De acordo com informações apuradas, a testemunha relatou ter sofrido intimidações com o objetivo de alterar ou silenciar seu depoimento à polícia. As ações teriam ocorrido após a repercussão do caso, que gerou forte comoção na comunidade e mobilização de grupos de proteção animal.
O crime de coação de testemunha está previsto no Código Penal e pode resultar em pena de reclusão, além de multa, caso fique comprovado que houve tentativa de obstrução da Justiça. Para a polícia, esse tipo de conduta compromete a apuração dos fatos e agrava a situação dos investigados.

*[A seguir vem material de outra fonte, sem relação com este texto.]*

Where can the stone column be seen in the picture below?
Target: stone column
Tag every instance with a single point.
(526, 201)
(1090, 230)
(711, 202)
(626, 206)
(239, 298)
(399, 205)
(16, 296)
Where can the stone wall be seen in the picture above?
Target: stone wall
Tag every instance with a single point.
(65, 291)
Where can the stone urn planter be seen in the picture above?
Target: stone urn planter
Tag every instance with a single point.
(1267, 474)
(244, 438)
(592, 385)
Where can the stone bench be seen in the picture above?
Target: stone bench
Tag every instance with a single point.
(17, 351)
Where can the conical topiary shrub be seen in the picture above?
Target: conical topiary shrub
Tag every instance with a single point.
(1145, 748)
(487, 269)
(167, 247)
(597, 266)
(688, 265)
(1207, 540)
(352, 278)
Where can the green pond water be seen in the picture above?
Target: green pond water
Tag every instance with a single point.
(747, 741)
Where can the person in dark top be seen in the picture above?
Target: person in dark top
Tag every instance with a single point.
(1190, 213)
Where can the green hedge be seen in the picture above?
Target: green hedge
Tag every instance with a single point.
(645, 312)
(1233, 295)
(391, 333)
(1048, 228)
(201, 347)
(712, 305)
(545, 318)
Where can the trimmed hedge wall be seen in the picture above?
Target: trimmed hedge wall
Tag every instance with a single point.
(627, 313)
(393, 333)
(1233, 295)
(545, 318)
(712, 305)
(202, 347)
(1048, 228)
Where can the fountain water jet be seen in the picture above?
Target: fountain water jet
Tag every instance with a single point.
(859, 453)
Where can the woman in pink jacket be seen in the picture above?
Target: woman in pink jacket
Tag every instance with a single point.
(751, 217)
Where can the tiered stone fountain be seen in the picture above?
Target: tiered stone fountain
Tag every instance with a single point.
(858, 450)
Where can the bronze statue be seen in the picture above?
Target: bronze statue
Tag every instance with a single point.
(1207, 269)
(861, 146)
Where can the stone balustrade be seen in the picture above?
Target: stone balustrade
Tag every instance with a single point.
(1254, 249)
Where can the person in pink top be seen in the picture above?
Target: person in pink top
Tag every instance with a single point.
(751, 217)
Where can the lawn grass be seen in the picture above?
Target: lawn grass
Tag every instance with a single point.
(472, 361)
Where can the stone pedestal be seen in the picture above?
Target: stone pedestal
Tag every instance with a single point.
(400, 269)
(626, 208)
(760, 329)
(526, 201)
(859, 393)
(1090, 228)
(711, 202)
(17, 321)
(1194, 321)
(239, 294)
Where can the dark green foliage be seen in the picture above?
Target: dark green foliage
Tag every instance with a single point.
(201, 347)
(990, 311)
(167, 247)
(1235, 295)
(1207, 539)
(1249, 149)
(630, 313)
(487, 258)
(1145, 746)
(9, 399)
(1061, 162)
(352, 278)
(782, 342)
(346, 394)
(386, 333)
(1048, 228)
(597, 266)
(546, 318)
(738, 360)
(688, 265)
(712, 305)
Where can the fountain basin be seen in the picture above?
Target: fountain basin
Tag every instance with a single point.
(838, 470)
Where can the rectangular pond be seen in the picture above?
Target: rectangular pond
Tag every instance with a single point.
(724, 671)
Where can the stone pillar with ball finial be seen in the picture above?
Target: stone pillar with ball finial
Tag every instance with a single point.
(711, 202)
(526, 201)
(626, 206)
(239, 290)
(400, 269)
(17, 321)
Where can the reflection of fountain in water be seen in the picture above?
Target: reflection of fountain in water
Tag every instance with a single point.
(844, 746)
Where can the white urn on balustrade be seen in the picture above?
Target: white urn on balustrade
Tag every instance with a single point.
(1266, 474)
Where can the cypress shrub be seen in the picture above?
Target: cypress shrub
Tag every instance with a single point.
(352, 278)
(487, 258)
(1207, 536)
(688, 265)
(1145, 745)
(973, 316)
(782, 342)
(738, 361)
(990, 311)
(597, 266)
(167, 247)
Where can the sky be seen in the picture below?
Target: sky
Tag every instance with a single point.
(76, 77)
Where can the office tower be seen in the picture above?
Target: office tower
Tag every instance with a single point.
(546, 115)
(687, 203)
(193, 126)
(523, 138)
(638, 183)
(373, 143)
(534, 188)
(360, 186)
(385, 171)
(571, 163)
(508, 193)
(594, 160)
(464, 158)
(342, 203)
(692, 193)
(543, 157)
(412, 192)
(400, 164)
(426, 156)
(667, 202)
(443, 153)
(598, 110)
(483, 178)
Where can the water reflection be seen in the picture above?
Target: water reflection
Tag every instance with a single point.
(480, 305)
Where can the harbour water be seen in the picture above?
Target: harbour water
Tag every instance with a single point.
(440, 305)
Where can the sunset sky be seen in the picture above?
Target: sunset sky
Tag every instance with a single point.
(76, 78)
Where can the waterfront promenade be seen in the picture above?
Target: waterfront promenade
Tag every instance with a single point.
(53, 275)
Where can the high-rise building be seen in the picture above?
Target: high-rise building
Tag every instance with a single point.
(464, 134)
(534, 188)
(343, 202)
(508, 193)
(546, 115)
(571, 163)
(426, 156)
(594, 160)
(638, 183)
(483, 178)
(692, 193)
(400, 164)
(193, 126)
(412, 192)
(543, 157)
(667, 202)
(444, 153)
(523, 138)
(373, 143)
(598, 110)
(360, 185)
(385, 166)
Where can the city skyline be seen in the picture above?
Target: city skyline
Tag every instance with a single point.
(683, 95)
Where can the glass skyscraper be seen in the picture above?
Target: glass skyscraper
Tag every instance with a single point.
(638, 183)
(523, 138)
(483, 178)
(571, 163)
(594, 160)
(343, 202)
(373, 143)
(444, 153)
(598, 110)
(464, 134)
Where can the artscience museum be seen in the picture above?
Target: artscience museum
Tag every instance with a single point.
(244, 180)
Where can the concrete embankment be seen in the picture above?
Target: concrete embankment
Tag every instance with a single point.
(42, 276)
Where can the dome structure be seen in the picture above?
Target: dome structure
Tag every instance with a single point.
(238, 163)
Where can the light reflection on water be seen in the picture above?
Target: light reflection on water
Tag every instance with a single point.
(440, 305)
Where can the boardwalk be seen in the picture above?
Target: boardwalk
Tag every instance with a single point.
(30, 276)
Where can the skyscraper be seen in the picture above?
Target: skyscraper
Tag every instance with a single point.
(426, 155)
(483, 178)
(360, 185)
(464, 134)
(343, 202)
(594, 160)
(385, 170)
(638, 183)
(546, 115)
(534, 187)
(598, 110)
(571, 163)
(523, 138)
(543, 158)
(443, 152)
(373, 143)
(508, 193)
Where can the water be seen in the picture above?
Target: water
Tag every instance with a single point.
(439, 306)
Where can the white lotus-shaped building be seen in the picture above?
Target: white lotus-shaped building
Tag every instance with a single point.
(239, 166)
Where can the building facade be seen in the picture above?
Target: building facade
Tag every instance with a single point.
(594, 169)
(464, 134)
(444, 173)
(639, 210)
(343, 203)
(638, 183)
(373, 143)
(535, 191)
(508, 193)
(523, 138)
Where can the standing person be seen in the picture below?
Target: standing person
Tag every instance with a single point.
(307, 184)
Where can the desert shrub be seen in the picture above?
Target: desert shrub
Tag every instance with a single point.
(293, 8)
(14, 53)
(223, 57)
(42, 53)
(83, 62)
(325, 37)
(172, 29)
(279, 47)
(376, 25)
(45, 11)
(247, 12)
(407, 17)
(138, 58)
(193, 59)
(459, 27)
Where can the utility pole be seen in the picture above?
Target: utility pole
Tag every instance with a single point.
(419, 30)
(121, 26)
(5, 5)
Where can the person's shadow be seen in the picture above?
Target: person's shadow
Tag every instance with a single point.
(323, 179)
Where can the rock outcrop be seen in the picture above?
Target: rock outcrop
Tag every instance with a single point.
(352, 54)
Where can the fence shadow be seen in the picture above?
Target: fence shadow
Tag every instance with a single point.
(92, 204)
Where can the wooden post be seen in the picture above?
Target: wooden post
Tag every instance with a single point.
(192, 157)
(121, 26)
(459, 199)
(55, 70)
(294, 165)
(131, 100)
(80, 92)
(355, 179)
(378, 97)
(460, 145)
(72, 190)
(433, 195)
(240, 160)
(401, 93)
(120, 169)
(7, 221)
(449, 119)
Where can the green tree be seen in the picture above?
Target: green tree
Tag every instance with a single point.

A morte de Orelha segue sendo investigada em procedimento separado, que apura as circunstâncias e eventuais responsabilidades dos adolescentes. Por se tratar de menores de idade, o caso tramita sob sigilo, conforme determina o Estatuto da Criança e do Adolescente (ECA).
Em nota, a Polícia Civil reforçou que qualquer tentativa de intimidação de testemunhas será tratada com rigor e que novas diligências podem resultar em outros indiciamentos. O Ministério Público deverá analisar o inquérito e decidir se oferece denúncia contra os adultos envolvidos.
O caso continua acompanhando pela comunidade local, que cobra respostas e justiça pela morte do animal, símbolo de comoção e debate sobre maus-tratos e responsabilização penal.